Detailed Report Interpretation
Every institution that participates in PACE receives comparison data in three categories of its choosing. When a comparison group is selected, your institution is compared to all other institutions in the PACE normbase that share your institution’s classification along that dimension. Clients are able to select three of the following categories:
- PACE Normbase
- Previous Administration
- Census Region
- Degree Type
Interpreting Frequency Distributions Tables
The frequency distributions tables in your reports present statistics for each question on the PACE Survey. Questions are grouped by the four PACE climate factors (see page two for descriptions of the four climate factors) with one table for each factor. In the first (gray) column, each table presents the count and percentage of respondents at your institution who answered “very satisfied,” “satisfied,” “neither satisfied nor dissatisfied,” “dissatisfied,” and “very dissatisfied” for each question on the PACE Survey. Respondents who answered “not applicable” are treated as missing responses and are not included in frequencies.
The other three columns provide the same statistics corresponding to your selected comparison groups. These tables do not report statistical significance or effect size and are intended to show only the distribution of responses within your administration and your comparison groups. In order to understand to what extent and how your institution differed from your comparison groups, you will want to review the mean comparison tables throughout your reports.
Interpreting Item Mean Comparisons Tables
The mean comparison tables in your reports present your institution’s mean for each question on the PACE Survey. The mean comparison tables follow the same structure as the frequency comparison tables. The gray column presents your institution’s data for each PACE item, showing the total number of respondents (N) to that item and the mean score for that item. The other three columns present mean difference comparisons between your institution and the three comparison groups you selected with corresponding statistical significance and effect size. In your reports, — indicates the results are redacted for confidentiality, whereas ∅ indicates a mean could not be calculated for this response option because there were zero responses. Respondents who answered “not applicable” are treated as missing responses and are not included in means.

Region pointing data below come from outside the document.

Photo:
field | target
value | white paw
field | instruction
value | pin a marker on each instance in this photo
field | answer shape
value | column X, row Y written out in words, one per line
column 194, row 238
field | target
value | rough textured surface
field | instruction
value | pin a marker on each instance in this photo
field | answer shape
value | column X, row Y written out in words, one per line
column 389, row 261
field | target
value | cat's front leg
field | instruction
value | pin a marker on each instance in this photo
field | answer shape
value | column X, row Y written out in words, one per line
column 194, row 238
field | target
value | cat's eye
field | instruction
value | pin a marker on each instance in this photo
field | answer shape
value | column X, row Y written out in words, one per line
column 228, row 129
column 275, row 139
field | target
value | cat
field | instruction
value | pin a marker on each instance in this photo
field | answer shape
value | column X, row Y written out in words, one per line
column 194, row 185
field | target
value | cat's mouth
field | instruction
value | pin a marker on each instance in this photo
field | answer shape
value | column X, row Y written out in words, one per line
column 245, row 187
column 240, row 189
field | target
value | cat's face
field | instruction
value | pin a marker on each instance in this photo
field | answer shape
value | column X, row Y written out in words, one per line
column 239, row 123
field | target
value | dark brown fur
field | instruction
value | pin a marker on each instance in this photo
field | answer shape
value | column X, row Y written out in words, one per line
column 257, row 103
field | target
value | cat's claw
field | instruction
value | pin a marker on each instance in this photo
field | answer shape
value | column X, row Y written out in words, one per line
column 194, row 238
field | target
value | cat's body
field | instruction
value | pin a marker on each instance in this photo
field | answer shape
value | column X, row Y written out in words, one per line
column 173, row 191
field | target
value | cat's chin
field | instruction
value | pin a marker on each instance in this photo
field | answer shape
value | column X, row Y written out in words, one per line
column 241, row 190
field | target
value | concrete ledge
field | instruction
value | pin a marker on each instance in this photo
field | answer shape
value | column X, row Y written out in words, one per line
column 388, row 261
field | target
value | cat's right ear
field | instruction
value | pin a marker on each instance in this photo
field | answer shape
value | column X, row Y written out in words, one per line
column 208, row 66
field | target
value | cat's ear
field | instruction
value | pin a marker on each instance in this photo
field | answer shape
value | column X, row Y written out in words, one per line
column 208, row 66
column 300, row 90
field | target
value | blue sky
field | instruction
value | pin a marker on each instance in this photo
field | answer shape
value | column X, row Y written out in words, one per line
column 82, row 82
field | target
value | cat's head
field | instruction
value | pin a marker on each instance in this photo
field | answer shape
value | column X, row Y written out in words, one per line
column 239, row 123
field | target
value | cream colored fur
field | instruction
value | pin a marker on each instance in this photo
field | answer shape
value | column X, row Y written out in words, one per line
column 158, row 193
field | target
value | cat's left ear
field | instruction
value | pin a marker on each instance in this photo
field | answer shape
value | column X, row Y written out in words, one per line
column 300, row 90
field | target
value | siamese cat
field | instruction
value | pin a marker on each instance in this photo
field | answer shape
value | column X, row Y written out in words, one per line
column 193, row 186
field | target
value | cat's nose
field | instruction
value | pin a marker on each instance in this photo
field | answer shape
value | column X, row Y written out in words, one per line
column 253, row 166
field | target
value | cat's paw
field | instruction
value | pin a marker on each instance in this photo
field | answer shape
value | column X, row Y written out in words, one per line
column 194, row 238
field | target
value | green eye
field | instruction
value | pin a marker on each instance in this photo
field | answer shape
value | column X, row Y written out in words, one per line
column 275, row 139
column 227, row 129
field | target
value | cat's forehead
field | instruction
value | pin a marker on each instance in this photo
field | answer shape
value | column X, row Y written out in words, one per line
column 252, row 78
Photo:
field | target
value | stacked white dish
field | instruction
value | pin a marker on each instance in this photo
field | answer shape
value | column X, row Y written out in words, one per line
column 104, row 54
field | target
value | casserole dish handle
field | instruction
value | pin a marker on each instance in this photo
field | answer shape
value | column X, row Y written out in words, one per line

Statistical significance is an indicator of the probability that the difference between your current mean and the comparison group mean is not due to chance alone. There are three levels of statistical significance or p value used in our reports: p < .05 (*), p < .01 (**), and p < .001 (***). If there is a statistically significant difference between your institution’s current mean and the comparison groups, either one, two, or three asterisks will be in the “Sig.” column depending on the level of significance. If the statistical significance column for an item is blank, then the mean difference for that item may be due to chance alone and should not be considered meaningful for the sake of informing institutional decision-making. In the example below, there is a significant difference between NOCC and the Small 2-year comparison group. The three asterisks indicate the significance level is .001, meaning that there is a .1% chance that this result is due to chance alone. However, it is important to note that even if there is a statistically significant difference, there may not be a practically meaningful difference between two means, especially if your institutional sample is large. For this reason, we report an effect size in the tables as well.
When making comparisons between your current administration and a comparison group, you want to know if the statistically significant differences are practically meaningful differences. Not all differences are meaningful and worth exploring, so we begin by looking for statistically significant differences, as previously discussed in the statistical significance section. While the significance level or p-value notes that the differences are statistically significant, we still do not know how different. Effect size (Cohen’s D) is used to describe the magnitude of the difference, which helps to further understand the relationship between the two items being compared. The higher the absolute value of the effect size, the bigger the difference between the two items being compared, be that a positive or negative difference. Practically speaking, we encourage your institution’s leadership to pay special attention to items with effect sizes of .2 or greater, as these are the areas in which there are the largest differences between your institution and your selected comparison groups.